English writer of supernatural fiction (1925–2017)

John (Jack) William Gordon (19 November 1925 – 20 November 2017) was an English writer of young-adult supernatural fiction. He wrote sixteen chlldren's fantasy novels, including The Giant Under the Snow, four short story collections, over fifty short stories, and a teenage memoir.
==Overview==
Most of Gordon's novels are in the supernatural fantasy and horror genres and feature teenagers in the central roles. The adventures are often set in the Fens, an environment Gordon found mysterious and inspirational in his own adolescence, and contain elements of East Anglian folklore such as the "doom dog". His work has been compared to that of ghost story writer M. R. James. The House on the Brink (1970) is regarded by some appreciators as one of the greatest novels in the Jamesian Tradition.

His short stories have appeared in more than 50 anthologies and other publications and he is included in The Cambridge Guide to Children's Books in English. His work has been translated into many languages, including Russian, Japanese, Italian, Swedish, Danish, Czech, Spanish, Polish and Lithuanian.

==Life==
John Gordon was born in the industrial North-East (Jarrow, County Durham), the first of five children to Norman (a school teacher) and Margaret Gordon. In 1937, when John was twelve, his father moved the family south to start a new job in Wisbech (Isle of Ely, Cambridgeshire). Here he attended Wisbech Grammar School and was taught by the author John Muriel. Starting a new life in Cambridgeshire, the contrast of its flat, Fenland landscape had a profound effect on the young Geordie and inspired him to write many of his most popular stories, including The House on the Brink, Ride the Wind and Fen Runners.

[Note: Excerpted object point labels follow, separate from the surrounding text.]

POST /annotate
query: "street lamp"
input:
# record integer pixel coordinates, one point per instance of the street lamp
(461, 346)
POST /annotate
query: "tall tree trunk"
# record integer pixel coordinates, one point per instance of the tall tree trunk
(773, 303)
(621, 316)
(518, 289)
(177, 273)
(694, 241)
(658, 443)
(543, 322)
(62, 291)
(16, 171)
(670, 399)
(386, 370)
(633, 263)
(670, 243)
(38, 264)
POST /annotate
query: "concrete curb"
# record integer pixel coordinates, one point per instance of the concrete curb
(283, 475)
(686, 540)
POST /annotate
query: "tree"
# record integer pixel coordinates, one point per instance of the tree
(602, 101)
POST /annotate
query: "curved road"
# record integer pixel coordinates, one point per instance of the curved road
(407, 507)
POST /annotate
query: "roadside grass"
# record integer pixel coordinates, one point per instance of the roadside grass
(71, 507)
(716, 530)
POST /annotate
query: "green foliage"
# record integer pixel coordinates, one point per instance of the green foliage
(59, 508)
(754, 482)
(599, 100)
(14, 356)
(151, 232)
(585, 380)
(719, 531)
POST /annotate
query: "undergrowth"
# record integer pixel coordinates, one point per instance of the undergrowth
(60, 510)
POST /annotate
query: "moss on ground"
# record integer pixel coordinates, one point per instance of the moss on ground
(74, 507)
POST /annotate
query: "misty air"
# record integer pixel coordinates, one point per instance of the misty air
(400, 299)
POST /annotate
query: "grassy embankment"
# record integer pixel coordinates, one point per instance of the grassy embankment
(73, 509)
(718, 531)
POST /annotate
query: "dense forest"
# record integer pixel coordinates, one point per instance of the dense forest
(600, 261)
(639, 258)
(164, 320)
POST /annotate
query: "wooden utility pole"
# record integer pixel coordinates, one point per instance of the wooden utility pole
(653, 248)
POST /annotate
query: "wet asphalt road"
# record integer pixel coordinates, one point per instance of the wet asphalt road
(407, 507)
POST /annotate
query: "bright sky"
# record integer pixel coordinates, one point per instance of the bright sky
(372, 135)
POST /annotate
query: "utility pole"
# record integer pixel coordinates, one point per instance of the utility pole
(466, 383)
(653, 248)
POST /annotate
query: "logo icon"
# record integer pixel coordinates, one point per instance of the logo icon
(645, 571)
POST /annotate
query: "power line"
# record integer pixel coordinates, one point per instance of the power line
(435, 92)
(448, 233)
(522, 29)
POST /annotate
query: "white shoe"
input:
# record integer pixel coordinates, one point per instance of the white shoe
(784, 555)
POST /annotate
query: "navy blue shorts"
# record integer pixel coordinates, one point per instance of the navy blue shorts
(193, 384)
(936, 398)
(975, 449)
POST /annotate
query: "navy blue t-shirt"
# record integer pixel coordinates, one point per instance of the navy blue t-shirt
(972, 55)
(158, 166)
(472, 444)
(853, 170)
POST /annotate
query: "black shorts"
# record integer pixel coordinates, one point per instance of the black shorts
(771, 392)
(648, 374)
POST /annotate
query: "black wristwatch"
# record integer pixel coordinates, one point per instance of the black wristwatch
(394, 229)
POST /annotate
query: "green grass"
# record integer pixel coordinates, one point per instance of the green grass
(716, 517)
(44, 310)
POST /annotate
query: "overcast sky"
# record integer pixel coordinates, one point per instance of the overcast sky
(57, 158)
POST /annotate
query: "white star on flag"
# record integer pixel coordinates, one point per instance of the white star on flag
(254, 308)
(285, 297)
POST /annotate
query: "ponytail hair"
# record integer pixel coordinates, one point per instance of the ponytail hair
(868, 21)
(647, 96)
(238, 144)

Gordon served in the Royal Navy during the Second World War, on minesweepers and destroyers, and afterwards worked as a journalist for newspapers in Wisbech, Bury St Edmunds, Plymouth and Norwich. During his time working on The Eastern Evening News in Norwich he wrote his first novel, The Giant Under the Snow.

Although Norwich and its cathedral may have been the inspiration for parts of this book, it was the Fens of Gordon's youth that set the backdrop for most of his stories. As a reporter in Wisbech he cycled many miles covering events in the Fens, especially in the village of Upwell where his future wife Sylvia Young lived. Inspired by the landscape, Gordon had said: "I've often thought that the flat fenland is like an open book and it has always filled my mind with stories."
Gordon was actively involved with school children and was a participant in the 'Writers in Schools' project.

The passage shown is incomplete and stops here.